I wrote these essays in the hope of contributing to the creation of this consciousness. Fortunately and to my great surprise, when the two essays, “Ten Parameters for Defining a Self-employed Workers Statute” and “For an Anthropology of Self-employed Workers”, were published in 1997 by the Italian publishing house, Feltrinelli, a public debate developed. It was not so much provoked by my supporters, of whom there were relatively few, but by my critics, including some of the most important sociological and economic experts on Italian labour, who contested my definition of second-generation independent workers. On the other hand, labour law professors were very intrigued. Still, while a part of the academic culture continued to be conservative, my proposals were discussed and recognised as valid and pertinent by a group of workers in Milan who were discussing among themselves the opportunity to create an association. They were also encouraged by the experience of the Freelancers Union in the United States, which was established in the same period in which I was writing my essays.

In 2004, ACTA, was founded; originally called “Associazione Consulenti del Terziario Avanzato” (Association of Advanced Tertiary Consultants), the name was later changed to “ACTA, the Freelancers Association”. I became a member and a board member and contributed to drafting its Manifesto, which is partially translated here.

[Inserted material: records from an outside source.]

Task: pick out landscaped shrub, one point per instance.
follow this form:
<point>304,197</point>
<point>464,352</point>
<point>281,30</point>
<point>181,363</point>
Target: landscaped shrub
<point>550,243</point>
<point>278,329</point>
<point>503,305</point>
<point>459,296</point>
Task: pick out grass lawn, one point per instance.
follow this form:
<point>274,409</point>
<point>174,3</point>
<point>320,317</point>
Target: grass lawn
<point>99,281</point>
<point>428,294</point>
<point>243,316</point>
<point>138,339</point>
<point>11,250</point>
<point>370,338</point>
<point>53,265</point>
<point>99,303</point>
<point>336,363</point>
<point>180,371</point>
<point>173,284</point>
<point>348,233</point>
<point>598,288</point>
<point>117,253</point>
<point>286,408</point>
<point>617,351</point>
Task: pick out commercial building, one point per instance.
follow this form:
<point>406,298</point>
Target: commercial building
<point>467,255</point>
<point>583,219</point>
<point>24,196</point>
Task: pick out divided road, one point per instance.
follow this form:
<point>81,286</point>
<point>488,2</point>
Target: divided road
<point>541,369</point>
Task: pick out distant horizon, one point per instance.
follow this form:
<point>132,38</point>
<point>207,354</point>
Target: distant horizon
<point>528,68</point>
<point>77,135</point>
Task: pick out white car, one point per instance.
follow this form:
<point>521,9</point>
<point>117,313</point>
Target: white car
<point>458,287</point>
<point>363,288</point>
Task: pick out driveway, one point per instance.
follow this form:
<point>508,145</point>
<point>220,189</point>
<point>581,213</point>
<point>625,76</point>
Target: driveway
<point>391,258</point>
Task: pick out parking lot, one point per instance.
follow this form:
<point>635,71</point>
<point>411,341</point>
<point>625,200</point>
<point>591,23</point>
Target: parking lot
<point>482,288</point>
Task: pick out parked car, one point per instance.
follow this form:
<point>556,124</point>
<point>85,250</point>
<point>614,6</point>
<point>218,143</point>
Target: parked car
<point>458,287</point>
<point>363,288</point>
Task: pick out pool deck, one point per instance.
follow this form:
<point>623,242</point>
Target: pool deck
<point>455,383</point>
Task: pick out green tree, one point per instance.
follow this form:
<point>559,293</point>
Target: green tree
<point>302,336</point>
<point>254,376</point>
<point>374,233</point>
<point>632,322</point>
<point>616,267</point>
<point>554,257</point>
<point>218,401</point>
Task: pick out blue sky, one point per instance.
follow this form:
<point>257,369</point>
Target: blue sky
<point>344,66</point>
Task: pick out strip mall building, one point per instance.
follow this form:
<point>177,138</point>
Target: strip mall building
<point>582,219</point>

ACTA went on to become one of the first members of the European Forum of Independent Professionals (EFIP), of which it has assumed the Vice-Presidency. For many years, it was ignored by politicians, governments and other associations, but in the end it finally succeeded in “breaking through”, to become a privileged representative to the Ministry of Labour and to the Presidency of the Council of Ministers. Their efforts led to the approval of some important reforms: the reform of obligatory contributions to public pensions; approval of the Statute of Independent Work that offers some fiscal advantages and recognition of some important civil rights for independent workers. In May 2017, on the 20th anniversary of the publication of my essays, at a congress held at the Ca’ Foscari University of Venice, in which Sara Horowitz, founder of the U.S-based Freelancers Union, also participated, I was given the opportunity to assess the results of this experience. A slightly modified version of my talk is included here with the title, “Organising the Self- Employed: A Battle for Social Justice”.